Ephesus and Selcuk Fortress - Turkey
Ephesus was a city in ancient Greece on the coast of Ionia, 1.9 miles southwest of present-day Selçuk in İzmir Province, Turkey. It was built in the 10th century BC on the site of the former Arzawan capital by Attic and Ionian Greek colonists. During the Classical Greek era, it was one of twelve cities that were members of the Ionian League. The city came under the control of the Roman Republic in 129 BC.
The city was famous in its day for the nearby Temple of Artemis (completed around 550 BC), which has been designated one of the Seven Wonders of the Ancient World. Its many monumental buildings included the Library of Celsus and a theatre capable of holding 24,000 spectators.
Ephesus was also one of the seven churches of Asia cited in the Book of Revelation; the Gospel of John may have been written there; and it was the site of several 5th-century Christian Councils (see Council of Ephesus). The city was destroyed by the Goths in 263. Although it was afterwards rebuilt, its importance as a commercial centre declined as the harbour was slowly silted up by the Küçükmenderes River. In 614, it was partially destroyed by an earthquake.

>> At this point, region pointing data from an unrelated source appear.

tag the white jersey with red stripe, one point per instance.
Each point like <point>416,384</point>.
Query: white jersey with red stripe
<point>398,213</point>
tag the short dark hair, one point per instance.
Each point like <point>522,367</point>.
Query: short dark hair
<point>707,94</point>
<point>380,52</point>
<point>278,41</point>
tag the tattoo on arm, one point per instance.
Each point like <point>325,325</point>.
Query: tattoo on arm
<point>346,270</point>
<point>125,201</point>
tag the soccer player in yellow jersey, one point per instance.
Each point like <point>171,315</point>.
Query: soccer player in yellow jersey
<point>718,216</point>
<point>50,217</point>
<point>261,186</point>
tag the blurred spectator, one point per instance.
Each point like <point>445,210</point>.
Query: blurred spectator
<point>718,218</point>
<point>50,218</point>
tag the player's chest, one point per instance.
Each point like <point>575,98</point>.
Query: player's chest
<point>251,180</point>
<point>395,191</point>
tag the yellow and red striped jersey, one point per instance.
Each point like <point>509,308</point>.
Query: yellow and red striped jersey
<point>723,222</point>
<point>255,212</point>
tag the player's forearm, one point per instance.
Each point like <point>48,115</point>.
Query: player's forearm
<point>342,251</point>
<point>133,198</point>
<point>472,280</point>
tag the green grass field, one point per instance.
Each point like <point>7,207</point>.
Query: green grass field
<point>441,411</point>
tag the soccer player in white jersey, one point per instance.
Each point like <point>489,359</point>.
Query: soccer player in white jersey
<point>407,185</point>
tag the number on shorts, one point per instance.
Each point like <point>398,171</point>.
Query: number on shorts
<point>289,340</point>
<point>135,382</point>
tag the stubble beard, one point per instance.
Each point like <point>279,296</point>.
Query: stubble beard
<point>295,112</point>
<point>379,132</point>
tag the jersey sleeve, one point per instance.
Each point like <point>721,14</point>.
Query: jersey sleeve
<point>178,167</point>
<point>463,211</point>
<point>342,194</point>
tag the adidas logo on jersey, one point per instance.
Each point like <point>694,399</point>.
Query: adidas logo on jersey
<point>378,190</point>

Today, the ruins of Ephesus are a favourite international and local tourist attraction, being accessible from Adnan Menderes Airport and from the resort town Kuşadası. In 2015, the ruins were designated a UNESCO World Heritage Site.
Selçuk is a town in İzmir Province in the Aegean Region of Turkey. It is located 2 kilometres (1 mile) northeast of the ancient city of Ephesus, that was once home to the Temple of Artemis, one of the Seven Wonders of the Ancient World.
Selçuk is one of the most visited tourist destinations within Turkey, known for its closeness to the ancient city of Ephesus, House of the Virgin Mary, and Seljuk works of art. The 6th century Basilica of St. John the Apostle, which, some claim, is built on the site of the Apostle's tomb, is also inside the town. Procopius said that the basilica was a most sacred and honoured place in Ephesus. It was severely damaged in the invasion of Selçuk Turks in 1090. The place was excavated in 1927, and Pope Paul VI paid it a visit and prayed there.
This recently renovated castle was built during the time of the Byzantine Empire and later remodeled by the Turks. On the outside you will see the emblematic Turkish flag and the face of Mustafa Kemal Ataturk, father of the modern-day Republic of Turkey.
Coversations/Things we learned:
This is a special place my wife and I visited several times. This is a location for historical and religious enthusiast and is a must for everyone’s bucket list. We found both the Greek ruins and fortress were amazing and takes the visitor back to Greek and Roman Empire timeframe. It was an honor for us to visit this location.
As with any travels to other countries, one must consider the current climate of these countries to ensure safe traveling.